Sunday, November 10, 2013

Wage Theft by Employers is Rampant

From the Economic Policy Institute (EPI): "Over the past two years, state [GOP] legislators across the country have launched an unprecedented series of initiatives aimed at lowering labor standards, weakening unions, and eroding workplace protections for both union and non-union workers. This policy agenda undercuts the ability of low- and middle-wage workers, both union and non-union, to earn a decent wage."

And America's workers are also facing a crime epidemic—one in which the criminals are rarely even made to pay back what they've stolen. The crime in question is wage theft:

"The amount of money stolen out of employees' paychecks every year is far greater than the combined total stolen in all the bank robberies, gas station robberies, and convenience store robberies in the country."

Wage Theft

Gordon Lafer at the EPI assesses some of the damage:

Fully 64 percent of low-wage workers have some amount of pay stolen out of their paychecks by their employers every week, including 26 percent who are effectively paid less than minimum wage. Fully three-quarters of workers who are due overtime have part or all of their earned overtime wages stolen by their employer. In total, the average low-wage worker loses a stunning $2,634 per year in unpaid wages, representing 15 percent of their earned income.
And enforcement? Forget about it. At the federal level, there's just one agent enforcing wage laws for every 141,000 workers. More than half of the states have cut wage enforcement staff in recent years, and some states have tried to eliminate those positions entirely. For instance,
In 2010, Missouri’s labor department collected $200,000 in restitution for minimum-wage violations and $500,000 for prevailing-wage violations, and issued 1,714 citations for child-labor violations. Yet [Republican state House Speaker Steven] Tilley charged that investigators were being “overzealous,” particularly in prosecuting complaints of employers cheating on prevailing wages.
For many Republican politicians, crimes committed by employers against workers don't really register as crimes at all in our political environment. And while the Obama administration has cracked down, the back pay it's collected is just a drop in the bucket of what workers have earned that their employers have taken.
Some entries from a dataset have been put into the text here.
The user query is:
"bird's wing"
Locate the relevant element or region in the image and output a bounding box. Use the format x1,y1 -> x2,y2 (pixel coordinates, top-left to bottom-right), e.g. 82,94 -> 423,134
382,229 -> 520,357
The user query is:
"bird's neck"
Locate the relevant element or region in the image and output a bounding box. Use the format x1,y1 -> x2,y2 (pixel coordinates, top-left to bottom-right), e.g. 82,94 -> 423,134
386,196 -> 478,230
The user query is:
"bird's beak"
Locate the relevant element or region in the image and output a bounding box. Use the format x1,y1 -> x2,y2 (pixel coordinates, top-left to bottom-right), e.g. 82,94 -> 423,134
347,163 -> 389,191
The Department of Labor announced agreements to cut down on wage theft through mis-classification of workers. The agreements, with the Internal Revenue Service and a number of states, allow improved information sharing and law enforcement efforts against employers who mis-classify workers as independent contractors to avoid paying benefits or overtime and other pay.

Cracking down on wage theft had been a major focus for the previous Labor Secretary Hilda Solis:

In 2010, the Labor Department collected nearly $4 million in back wages on behalf of about 6,500 employees who had been misclassified, a 400 percent increase over the amount collected in 2008. The department has hired about 300 additional investigators to probe wage theft complaints.

The Department of Labor had been investigating large residential construction contractors. There are many more such examples out there. Wage theft takes many forms, from workers who work through lunch breaks or continue working after they've clocked out to those who simply aren't paid for their work; mis-classification of workers as independent contractors frames exploited workers as entrepreneurs, a category our society values, while really depriving them of the freedom of self-employment and the stability and benefits of being a direct employee.

50 percent of wage all earners had a net compensation less than or equal to the "median wage", which is estimated to be $27,519 for 2012 (but many employers must think that even THAT is too much.)